Marshall Pierce

I write software.

I like working with multi-disciplinary teams on difficult problems with "best tool for the job" technology. I've worked with a lot of different tech over the years, and I try to work with other experts whose strong points complement where I'm less experienced. If you've got that sort of problem, get in touch ↴.

You can contact me via email at (my first name @ this domain) or on Twitter. I like sharing my knowledge, so feel free to reach out if you have any questions. Also, every once in a while I write a blog.

Interests

Performance

Cache friendliness, SIMD, GPU, and all that. I'm especially interested in finding ways to build abstractions that provide ergonomic APIs for consumers without giving up the hard-won performance gains. A fast routine that forces consumers to, say, allocate memory each time is a missed opportunity.

Concurrency and parallelism

As an industry we seem to be fascinatingly bad at building concurrent systems that are both fast and correct. I think the languages Rust and Pony are taking interesting approaches for their respective domains, but it's not just a matter of picking the right language.

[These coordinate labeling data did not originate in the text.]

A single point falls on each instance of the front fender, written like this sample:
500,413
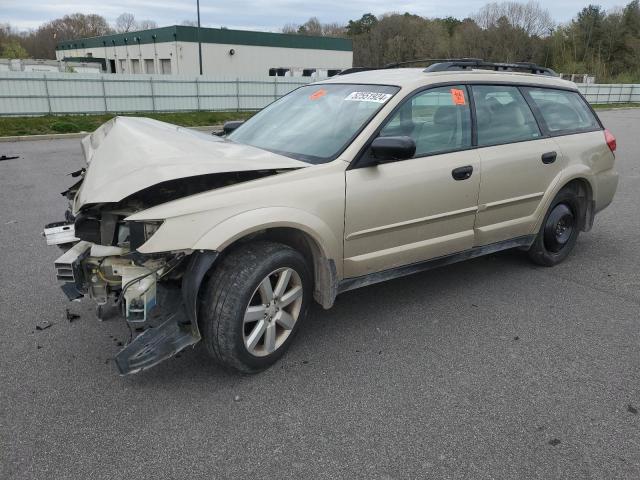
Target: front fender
225,233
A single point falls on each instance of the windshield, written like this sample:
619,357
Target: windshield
314,123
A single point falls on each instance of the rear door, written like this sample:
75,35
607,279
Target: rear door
519,164
413,210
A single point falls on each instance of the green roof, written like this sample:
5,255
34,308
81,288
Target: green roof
210,35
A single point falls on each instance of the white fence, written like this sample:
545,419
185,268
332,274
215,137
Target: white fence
610,92
37,93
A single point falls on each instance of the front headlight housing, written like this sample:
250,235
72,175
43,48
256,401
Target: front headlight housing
140,232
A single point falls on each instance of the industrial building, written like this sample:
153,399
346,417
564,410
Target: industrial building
174,50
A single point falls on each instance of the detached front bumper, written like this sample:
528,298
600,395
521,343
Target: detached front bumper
167,313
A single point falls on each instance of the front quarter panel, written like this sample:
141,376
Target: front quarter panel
310,200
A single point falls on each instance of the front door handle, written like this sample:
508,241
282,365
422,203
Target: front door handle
549,157
462,173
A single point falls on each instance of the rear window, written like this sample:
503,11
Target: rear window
563,111
503,115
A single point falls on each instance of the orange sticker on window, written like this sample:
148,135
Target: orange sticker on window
457,96
318,94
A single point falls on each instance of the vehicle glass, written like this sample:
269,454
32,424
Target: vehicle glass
503,115
314,123
563,111
438,120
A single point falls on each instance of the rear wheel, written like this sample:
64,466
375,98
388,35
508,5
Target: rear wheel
559,231
253,305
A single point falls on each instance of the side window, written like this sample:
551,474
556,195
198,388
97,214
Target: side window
563,111
503,115
438,120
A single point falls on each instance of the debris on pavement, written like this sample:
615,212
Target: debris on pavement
72,316
43,325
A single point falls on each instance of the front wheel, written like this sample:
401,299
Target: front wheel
253,305
559,231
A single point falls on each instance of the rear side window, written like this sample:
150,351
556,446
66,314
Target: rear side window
562,111
503,115
438,120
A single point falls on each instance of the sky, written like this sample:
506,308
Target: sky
267,15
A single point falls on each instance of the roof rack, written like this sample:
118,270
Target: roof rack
347,71
469,63
447,64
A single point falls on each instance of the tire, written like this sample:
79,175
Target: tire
559,231
239,329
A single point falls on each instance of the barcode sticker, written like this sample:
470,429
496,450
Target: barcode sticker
376,97
457,96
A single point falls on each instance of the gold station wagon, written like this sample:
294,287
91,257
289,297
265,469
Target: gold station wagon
343,183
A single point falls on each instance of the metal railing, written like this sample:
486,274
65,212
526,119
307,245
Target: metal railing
39,93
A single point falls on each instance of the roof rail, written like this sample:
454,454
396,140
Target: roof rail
347,71
469,63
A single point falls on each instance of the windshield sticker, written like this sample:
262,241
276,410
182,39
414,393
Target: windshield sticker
457,96
375,97
318,94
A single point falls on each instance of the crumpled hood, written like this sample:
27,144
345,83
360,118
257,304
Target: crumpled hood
128,154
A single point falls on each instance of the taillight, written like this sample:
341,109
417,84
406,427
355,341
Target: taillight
610,139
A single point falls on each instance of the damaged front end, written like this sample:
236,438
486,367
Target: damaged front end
156,294
136,164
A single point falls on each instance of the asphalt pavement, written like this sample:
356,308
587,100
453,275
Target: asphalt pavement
489,369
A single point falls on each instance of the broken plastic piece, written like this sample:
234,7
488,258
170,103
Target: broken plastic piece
43,325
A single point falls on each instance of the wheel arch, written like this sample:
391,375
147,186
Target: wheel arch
584,191
579,181
303,232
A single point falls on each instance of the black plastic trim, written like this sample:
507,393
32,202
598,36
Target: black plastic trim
377,277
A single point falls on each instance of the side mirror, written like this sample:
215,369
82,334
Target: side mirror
389,149
231,126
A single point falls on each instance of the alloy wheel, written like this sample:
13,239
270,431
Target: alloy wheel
272,312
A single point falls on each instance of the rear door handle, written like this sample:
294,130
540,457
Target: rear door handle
462,173
549,157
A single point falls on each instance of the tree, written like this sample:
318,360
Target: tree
530,17
311,27
290,28
314,27
361,26
126,22
13,49
42,42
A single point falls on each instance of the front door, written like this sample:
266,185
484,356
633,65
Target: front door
413,210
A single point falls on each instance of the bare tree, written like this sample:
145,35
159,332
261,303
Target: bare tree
147,25
41,43
311,27
530,17
290,28
126,22
334,30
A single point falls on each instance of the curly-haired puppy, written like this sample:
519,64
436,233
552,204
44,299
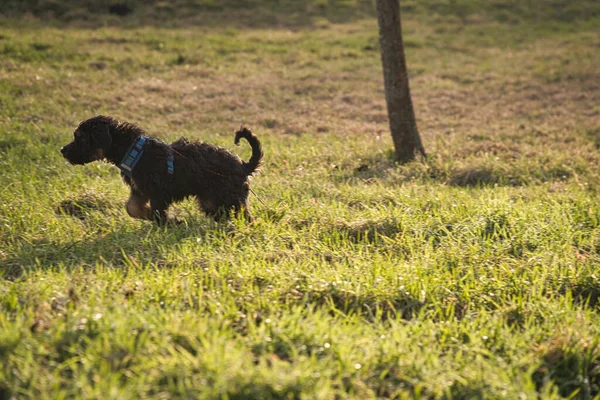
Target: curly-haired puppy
160,174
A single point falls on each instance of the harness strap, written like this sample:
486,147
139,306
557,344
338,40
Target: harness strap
170,159
133,155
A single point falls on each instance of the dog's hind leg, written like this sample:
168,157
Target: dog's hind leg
137,205
159,210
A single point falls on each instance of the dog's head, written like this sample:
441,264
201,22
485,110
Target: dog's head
92,139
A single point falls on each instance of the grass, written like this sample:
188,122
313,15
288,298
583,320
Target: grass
471,275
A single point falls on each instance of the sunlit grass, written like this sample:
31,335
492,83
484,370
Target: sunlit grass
472,274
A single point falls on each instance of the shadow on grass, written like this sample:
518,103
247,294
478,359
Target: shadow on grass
284,13
116,248
348,302
571,364
477,173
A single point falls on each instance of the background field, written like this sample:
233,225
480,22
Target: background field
471,275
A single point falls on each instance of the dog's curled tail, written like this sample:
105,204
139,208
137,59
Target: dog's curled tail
257,154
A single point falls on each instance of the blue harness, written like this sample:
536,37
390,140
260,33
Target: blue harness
135,152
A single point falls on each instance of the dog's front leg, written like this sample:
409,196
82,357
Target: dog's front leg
137,205
159,210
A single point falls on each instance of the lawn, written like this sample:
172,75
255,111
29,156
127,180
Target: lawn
471,274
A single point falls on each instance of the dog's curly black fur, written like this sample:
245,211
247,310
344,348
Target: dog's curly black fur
215,176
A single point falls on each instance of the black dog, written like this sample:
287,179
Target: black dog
159,173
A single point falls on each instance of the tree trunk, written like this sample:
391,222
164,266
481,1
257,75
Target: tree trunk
403,125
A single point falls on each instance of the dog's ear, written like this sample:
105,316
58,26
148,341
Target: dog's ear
102,137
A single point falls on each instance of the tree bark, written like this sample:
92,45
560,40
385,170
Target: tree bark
403,126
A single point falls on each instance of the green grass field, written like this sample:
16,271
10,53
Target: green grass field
474,274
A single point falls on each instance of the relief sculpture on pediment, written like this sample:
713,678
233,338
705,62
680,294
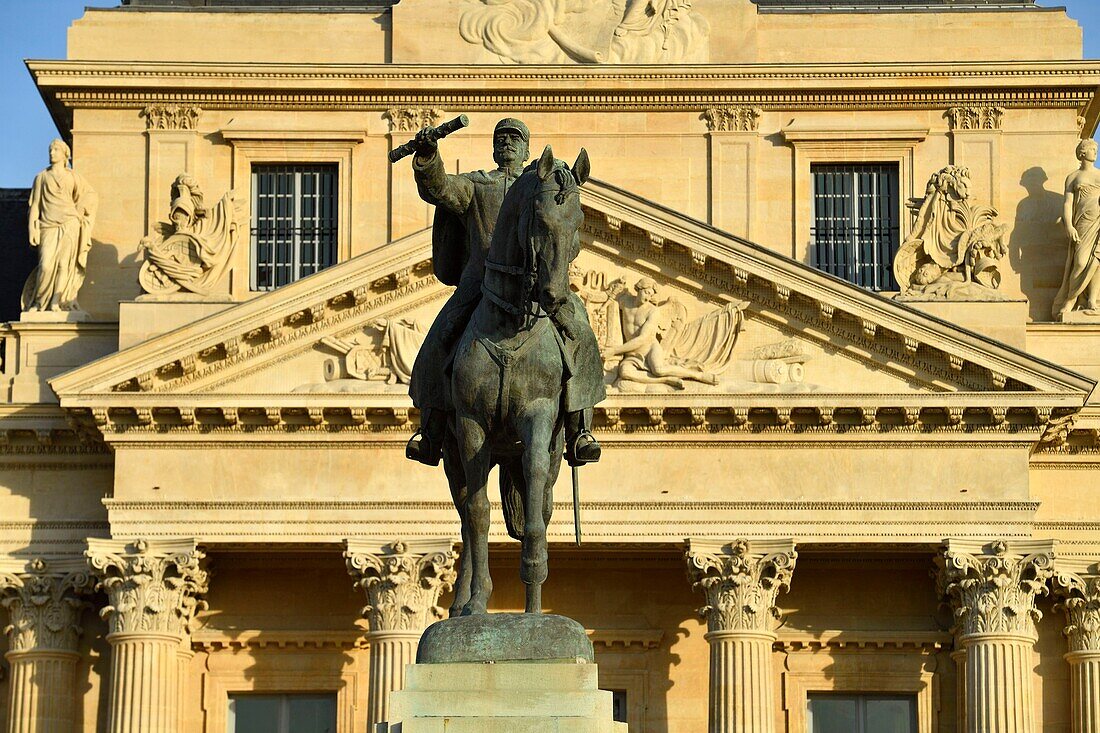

Machine learning and bioinformatics

These have pretty fascinating applications in the real world, and are also in need of better software. They might seem like totally separate fields, but from a software perspective, they're not as different as you might think. They're both answering questions with significant computational effort on very large volumes of data, ideally across many machines, and increasingly with the use of hardware acceleration (GPUs, TPUs, FPGAs, ...). The software landscape that domain experts have to choose from in these fields is still young, and to me it looks like it could benefit from some tidy, fast abstractions. (Also, machine learning is not so uncommon inside bioinformatics.)

Security and crypto

Double checking that input validation is done correctly is great, but addressing entire classes of bugs is better (e.g. replacing seemingly never-ending bug fountains like OpenSSL with safer equivalents), so I'm excited about projects like MesaLock and ring. I wouldn't call myself a cryptographer, but I know enough to be concerned when I feel the need to reach for a cryptographic primitive.

Distributed systems

All the problems and opportunities of concurrent systems, but with more hierarchies of cache and looser coherency.

Type systems

We're still just scratching the surface of how compilers can help us make maintainable systems. Halide is a pretty interesting example of better human/compiler communication, and in a very different way, so are languages like Idris.

WebAssembly

It's great for getting code running in a browser, but I'm even more optimistic about its utility as a sandboxing/plugin mechanism.

Privacy

This page, for instance, does not track you, and is served over HTTPS so your ISP can't inject content into it. I'm glad to see increasing consumer awareness of the importance of privacy.

Learning

I'm nearly always working on something new. I move between digging deeper in domains I'm fairly comfortable with, like moving from scalar performance tuning to x86 SIMD, and picking something totally different, like WebAssembly, or bare metal programming for microcontrollers.

Other stuff

I don't only write software.

Open source

• The Rust version of HdrHistogram. All too often, systems are measured via numbers with little practical utility (and debatable mathematical significance) like "mean latency". HdrHistogram is a useful data structure for building tools that banish such pseudo-metrics from your systems. It has a small, constant memory footprint with very fast updates, and a compact encoding you could build a whole metrics pipeline around.
• Rust Base64. The de-facto base64 implementation for the Rust ecosystem, and an opportunity to practice low level optimization. Do you need multiple GiB/s of base64? Maybe not yet...
• A parser for JVM hprof heap dumps. Created out of a need to efficiently process heap dumps that were too big for the existing heap dump analysis tools. A bit odd to write a tool for the JVM ecosystem in Rust, but it enabled some performance and memory footprint wins that are nice to have on billion-object heaps.
• Rust implementation of StreamVByte. StreamVByte is an approach to integer compression that is SIMD-friendly with a C reference implementation. The Rust implementation is a way to explore Rust's SIMD support as well as the ability to expose zero-cost abstractions. And, of course, if you need to read or write billions of ints per second, it can do that too.
• Metrics integration with Guice. Automates capturing Metrics data via Guice AOP.
• HdrHistogram-backed Reservoir for Metrics. The default reservoir types in Metrics have various shortcomings; this one uses HdrHistogram internally to provide fast, mathematically sound measurements.
• Integration between Jersey 2 and Metrics. A flexible way to capture Metrics performance data for your Jersey 2 services.
• Rust library for accessing the ELF auxiliary vector. libc arcana? Unsafe navigation of the process memory? This library has it all.
• Java URL builder. The URL building landscape in Java is at best uneven. This library does it correctly.